First, I need to determine what traffic needs to go where. I have two firewalls here, in parallel with each other. So, what traffic do I want to go to the first firewall, and what do I want to go to the second firewall? Well, lets define out traffic:
Access-list 170 is going to say this: Any traffic from sourced from 192.168.41.0 and 192.168.137.0 and destined to any network is our target networks. Also, I DON'T want any traffic sourced from 10.0.0.0 networks and destined for 192.168.2.0 networks to be a part of this, or any other traffic (specified by the deny ip any any).
access-list 170 deny ip 10.0.0.0 0.255.255.255 192.168.2.0 0.0.0.255
access-list 170 permit ip 192.168.41.0 0.0.0.255 any
access-list 170 permit ip 192.168.137.0 0.0.0.255 any
access-list 170 deny ip any any
My second access-list 171. Similar to above, but different networks.
access-list 171 deny ip 10.0.0.0 0.255.255.255 192.168.2.0 0.0.0.255
access-list 171 permit ip 192.168.129.0 0.0.0.255 any
access-list 171 permit ip 192.168.130.0 0.0.0.255 any
access-list 171 deny ip any any
Now, the route-map. The first three lines of the route-map LoadBal refer to access-list 170. Anything that matches ACL 170 (the permits), the traffic is to be sent to the next-hop of 192.168.190.254. In the second set of three, anything that matches ACL 171 will be sent to 192.168.190.253 (again, the permits only).

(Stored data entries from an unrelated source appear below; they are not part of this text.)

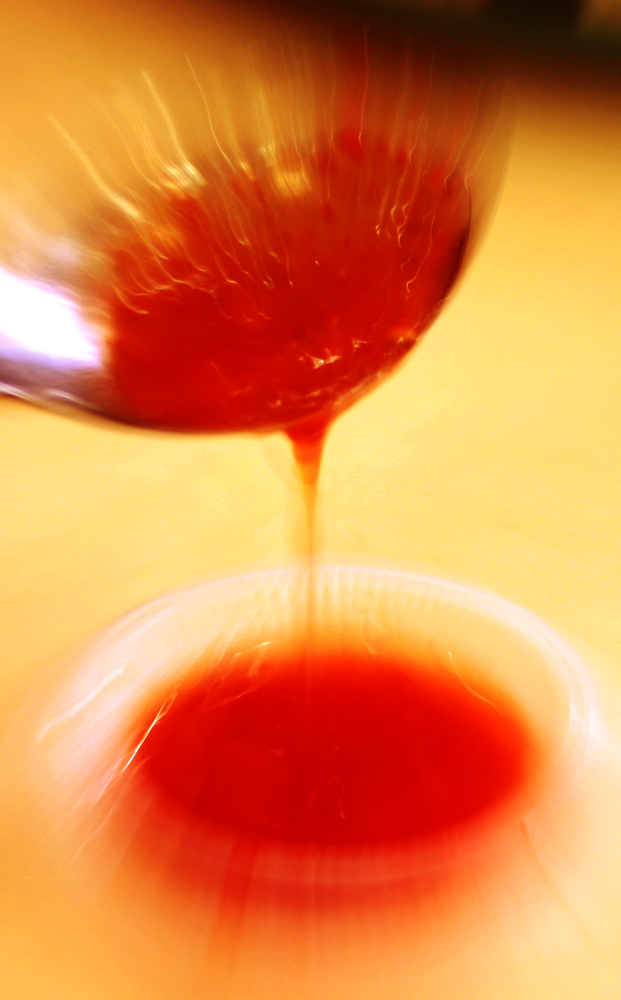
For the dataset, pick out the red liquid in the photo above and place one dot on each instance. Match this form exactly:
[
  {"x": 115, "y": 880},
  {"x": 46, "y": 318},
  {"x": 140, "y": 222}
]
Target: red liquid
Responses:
[
  {"x": 357, "y": 750},
  {"x": 278, "y": 292}
]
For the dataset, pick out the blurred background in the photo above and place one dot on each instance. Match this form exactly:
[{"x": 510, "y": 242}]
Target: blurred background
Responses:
[{"x": 493, "y": 455}]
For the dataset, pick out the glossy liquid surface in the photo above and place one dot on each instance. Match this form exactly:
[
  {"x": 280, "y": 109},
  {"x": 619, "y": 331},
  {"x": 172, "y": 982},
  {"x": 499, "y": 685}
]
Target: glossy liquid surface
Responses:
[
  {"x": 354, "y": 749},
  {"x": 281, "y": 285}
]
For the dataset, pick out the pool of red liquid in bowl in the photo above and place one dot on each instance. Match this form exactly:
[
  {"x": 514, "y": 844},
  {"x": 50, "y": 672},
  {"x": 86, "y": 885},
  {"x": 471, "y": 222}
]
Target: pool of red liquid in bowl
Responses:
[{"x": 222, "y": 747}]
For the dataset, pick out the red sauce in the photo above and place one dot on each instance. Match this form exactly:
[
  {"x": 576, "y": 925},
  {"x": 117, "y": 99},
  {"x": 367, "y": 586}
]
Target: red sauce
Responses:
[
  {"x": 279, "y": 289},
  {"x": 349, "y": 750}
]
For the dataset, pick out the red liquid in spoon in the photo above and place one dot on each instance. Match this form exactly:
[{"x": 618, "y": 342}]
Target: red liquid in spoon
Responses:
[{"x": 282, "y": 288}]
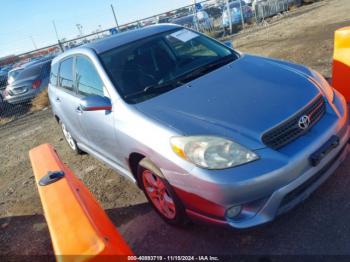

route-map LoadBal permit 10
match ip address 170
set ip next-hop 192.168.190.254
route-map LoadBal permit 20
match ip address 171
set ip next-hop 192.168.190.253
Now, we have to apply this route-map to an interface. Really easy to do. Just reference the route-map name, which you gave in the first line and fourth line above.
ip policy route-map LoadBal
That's it. Can you image how complex you can get with this? Literally, your imagination is the limit.